The cells were cultured in tissue culture medium consisting of Iscoves modification of

Dulbeccos medium (Invitrogen) supplemented with NaHCO3 3,024g/l, L-glutamin(Sigma

Aldrich, Sweden) 292mg/l, pencillin (In Vitro Sweden AB, Stockholm, Sweden) 50 IU/ml,

streptomycin (In Vitro) 50 ug/ml, 100x non-essential amino acids (Invitrogen) 10 ml/l and 5%

fetal bovine serum (Sigma Aldrich, Sweden) at a cell density of 1x106/ml. From each subject

four cultures were set up and stimulated with either Influenza antigen, formalin inactivated

TBE virus (Chirion, Germany) or PHA (Sigma Aldrich, Stockholm, Sweden).
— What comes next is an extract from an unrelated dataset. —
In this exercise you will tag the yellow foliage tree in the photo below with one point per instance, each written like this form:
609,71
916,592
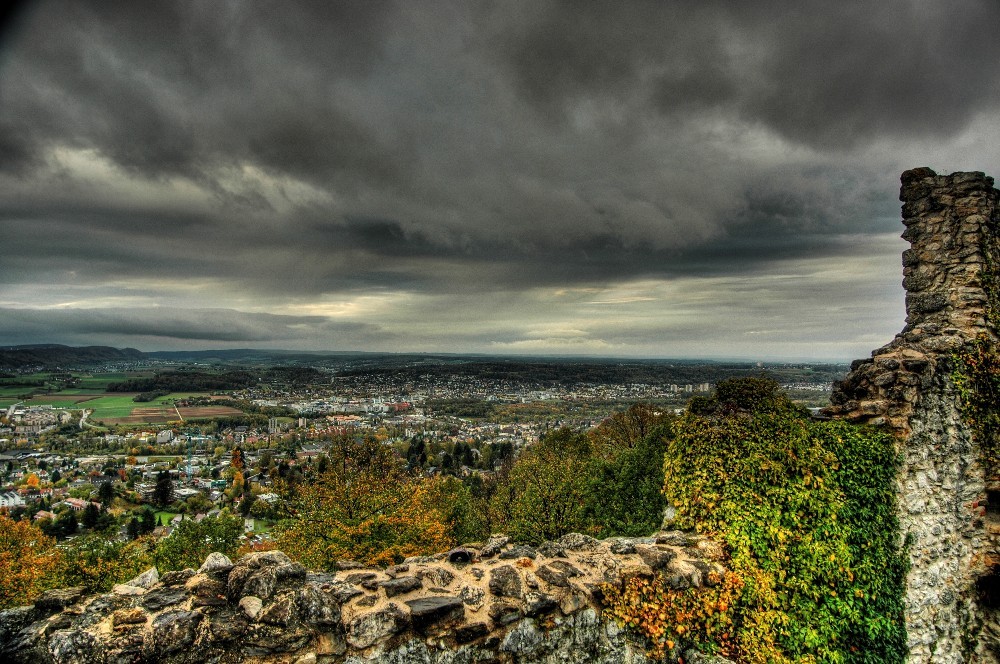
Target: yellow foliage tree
29,562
In addition, one

culture was left unstimulated to serve as negative control.

After stimulation, the cells were lysed by addition of buffer RLT (RNeasy 96 RNA extraction

kit, Qiagen, Hilden, Germany), in accordance to the manufacturers protocol. The lysate were

stored at -70°C until extraction of mRNA.

The resulting material of the process described above was used in the current study. Total

RNA was extracted from the lysed cells by use of the protocol and kit RNeasy® Mini Kit

(QIAGEN AB, Solna, Sweden). Briefly, the lysed cells where homogenized and then passed

through an RNeasy Mini spin column. This column contains a membrane that the RNA binds

to. Addition of water to the spin column released the pure RNA from the membrane. RNA

quality and quantity was then assessed by spectrophotometry (ND 1000; NanoDrop

technologies, Wilmington, USA).

The total-RNA extracted in this manner was then converted through reverse transcription to

cDNA which is necessary for use in quantitative PCR. This conversion was done using the

High-Capacity cDNA Reverse Transcription Kit (Applied Biosystems, Stockholm, Sweden)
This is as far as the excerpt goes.